The members of the Calderdale Commission are:

  • Councillor Janet Battye
  • Councillor Mrs Geraldine Carter
  • Councillor Marilyn Greenwood
  • Councillor John Hardy
  • Councillor Bob Metcalfe
  • Councillor Tim Swift
  • Councillor Simon Young

The thing that most worries me about the Calderdale Commission is that the Council’s Chief Executive seems to be pushing this toothless wonder as an alternative to a Scrutiny Panel inquiry into the Right Care proposals. The Scrutiny Panel has the power to require all the NHS organisations to give evidence about what they’re doing, and to stop them if it turns out that they are in any way breaching the requirements that NHS organisations must meet when carrying out major service changes.

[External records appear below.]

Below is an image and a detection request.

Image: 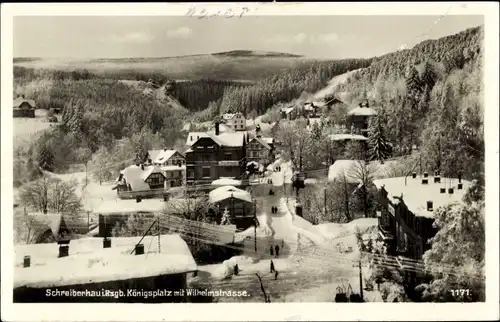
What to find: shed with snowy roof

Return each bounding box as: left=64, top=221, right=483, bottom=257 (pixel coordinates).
left=14, top=234, right=198, bottom=303
left=208, top=186, right=255, bottom=229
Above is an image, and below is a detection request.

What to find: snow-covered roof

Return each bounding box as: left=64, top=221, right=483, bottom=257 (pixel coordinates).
left=373, top=175, right=472, bottom=218
left=212, top=178, right=241, bottom=186
left=328, top=160, right=360, bottom=183
left=330, top=134, right=368, bottom=141
left=120, top=164, right=161, bottom=191
left=94, top=199, right=165, bottom=215
left=260, top=137, right=274, bottom=144
left=160, top=165, right=186, bottom=171
left=222, top=112, right=243, bottom=120
left=186, top=132, right=246, bottom=147
left=186, top=132, right=208, bottom=146
left=14, top=234, right=197, bottom=287
left=347, top=106, right=377, bottom=116
left=208, top=186, right=252, bottom=203
left=28, top=213, right=64, bottom=236
left=14, top=98, right=36, bottom=108
left=148, top=149, right=177, bottom=163
left=252, top=137, right=271, bottom=150
left=140, top=165, right=161, bottom=181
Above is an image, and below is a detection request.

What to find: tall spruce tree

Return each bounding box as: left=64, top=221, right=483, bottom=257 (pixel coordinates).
left=368, top=112, right=390, bottom=162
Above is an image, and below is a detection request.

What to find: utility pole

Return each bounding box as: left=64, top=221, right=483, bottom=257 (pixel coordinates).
left=358, top=258, right=364, bottom=301
left=323, top=188, right=326, bottom=218
left=253, top=200, right=257, bottom=253
left=156, top=215, right=161, bottom=254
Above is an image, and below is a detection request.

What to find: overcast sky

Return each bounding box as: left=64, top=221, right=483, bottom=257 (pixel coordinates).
left=14, top=16, right=483, bottom=59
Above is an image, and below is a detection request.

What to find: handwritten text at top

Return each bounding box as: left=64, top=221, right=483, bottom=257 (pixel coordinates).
left=186, top=7, right=250, bottom=19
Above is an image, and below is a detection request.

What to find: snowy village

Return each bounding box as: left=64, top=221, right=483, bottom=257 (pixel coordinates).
left=13, top=13, right=485, bottom=303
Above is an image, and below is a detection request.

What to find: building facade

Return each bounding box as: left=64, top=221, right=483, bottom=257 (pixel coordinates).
left=147, top=149, right=186, bottom=188
left=222, top=112, right=247, bottom=131
left=246, top=136, right=274, bottom=166
left=346, top=101, right=377, bottom=137
left=186, top=124, right=247, bottom=185
left=13, top=96, right=36, bottom=118
left=374, top=173, right=471, bottom=283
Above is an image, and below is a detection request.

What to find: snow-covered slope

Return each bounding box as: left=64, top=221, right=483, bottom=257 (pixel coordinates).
left=313, top=69, right=361, bottom=100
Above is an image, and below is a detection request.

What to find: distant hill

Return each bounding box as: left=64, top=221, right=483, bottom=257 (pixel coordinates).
left=14, top=50, right=321, bottom=81
left=212, top=50, right=304, bottom=58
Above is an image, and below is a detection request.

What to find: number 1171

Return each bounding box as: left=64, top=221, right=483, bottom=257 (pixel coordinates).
left=451, top=288, right=470, bottom=296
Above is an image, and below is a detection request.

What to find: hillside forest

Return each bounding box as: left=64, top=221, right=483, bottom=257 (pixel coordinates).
left=14, top=27, right=484, bottom=189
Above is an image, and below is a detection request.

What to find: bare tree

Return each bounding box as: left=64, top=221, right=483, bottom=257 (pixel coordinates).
left=20, top=177, right=81, bottom=214
left=349, top=161, right=376, bottom=218
left=278, top=121, right=311, bottom=171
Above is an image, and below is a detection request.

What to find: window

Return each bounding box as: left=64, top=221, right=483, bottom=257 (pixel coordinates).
left=202, top=167, right=210, bottom=178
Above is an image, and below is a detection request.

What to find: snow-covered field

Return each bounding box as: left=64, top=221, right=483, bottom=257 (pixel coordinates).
left=12, top=110, right=55, bottom=140
left=45, top=172, right=118, bottom=211
left=314, top=69, right=359, bottom=100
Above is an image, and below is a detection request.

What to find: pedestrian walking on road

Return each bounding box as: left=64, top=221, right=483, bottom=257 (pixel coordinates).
left=234, top=264, right=240, bottom=276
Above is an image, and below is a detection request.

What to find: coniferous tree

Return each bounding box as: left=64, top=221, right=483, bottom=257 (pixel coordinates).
left=38, top=145, right=54, bottom=171
left=368, top=114, right=390, bottom=162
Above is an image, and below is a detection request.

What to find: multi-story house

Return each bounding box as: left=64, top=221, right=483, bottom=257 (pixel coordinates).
left=221, top=112, right=247, bottom=132
left=374, top=172, right=471, bottom=279
left=246, top=134, right=274, bottom=166
left=13, top=95, right=36, bottom=118
left=346, top=101, right=377, bottom=137
left=185, top=123, right=248, bottom=189
left=147, top=149, right=186, bottom=187
left=113, top=164, right=166, bottom=199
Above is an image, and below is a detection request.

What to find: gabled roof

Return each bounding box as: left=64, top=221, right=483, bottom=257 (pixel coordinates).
left=14, top=98, right=36, bottom=108
left=120, top=164, right=163, bottom=191
left=208, top=186, right=252, bottom=203
left=188, top=132, right=246, bottom=147
left=148, top=149, right=182, bottom=164
left=94, top=199, right=165, bottom=215
left=329, top=133, right=368, bottom=141
left=186, top=132, right=208, bottom=146
left=222, top=112, right=243, bottom=120
left=347, top=106, right=377, bottom=116
left=373, top=175, right=472, bottom=218
left=14, top=234, right=198, bottom=288
left=250, top=137, right=271, bottom=150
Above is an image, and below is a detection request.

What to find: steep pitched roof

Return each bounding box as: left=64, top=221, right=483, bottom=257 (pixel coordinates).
left=373, top=176, right=472, bottom=218
left=329, top=133, right=368, bottom=141
left=187, top=132, right=245, bottom=147
left=14, top=98, right=36, bottom=108
left=186, top=132, right=209, bottom=146
left=148, top=149, right=178, bottom=163
left=222, top=112, right=243, bottom=120
left=250, top=137, right=271, bottom=150
left=14, top=234, right=198, bottom=288
left=347, top=106, right=377, bottom=116
left=120, top=164, right=162, bottom=191
left=208, top=186, right=252, bottom=203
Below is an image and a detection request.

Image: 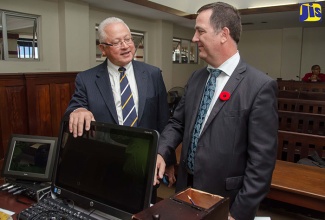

Plain Speaker doesn’t understand what Calderdale Commission on health and social care is trying to achieve and will not be submitting any evidence since it has no confidence that the Commission will make good use of it – or of the £20K Council funding that the Commission’s costing.

Of course, Calderdale Council and anyone else has a right of reply to this article. Please contact Plain Speaker if you would like to exercise this right.

Updated 23rd July with information from Commission papers that were posted online after the first version of this article was published.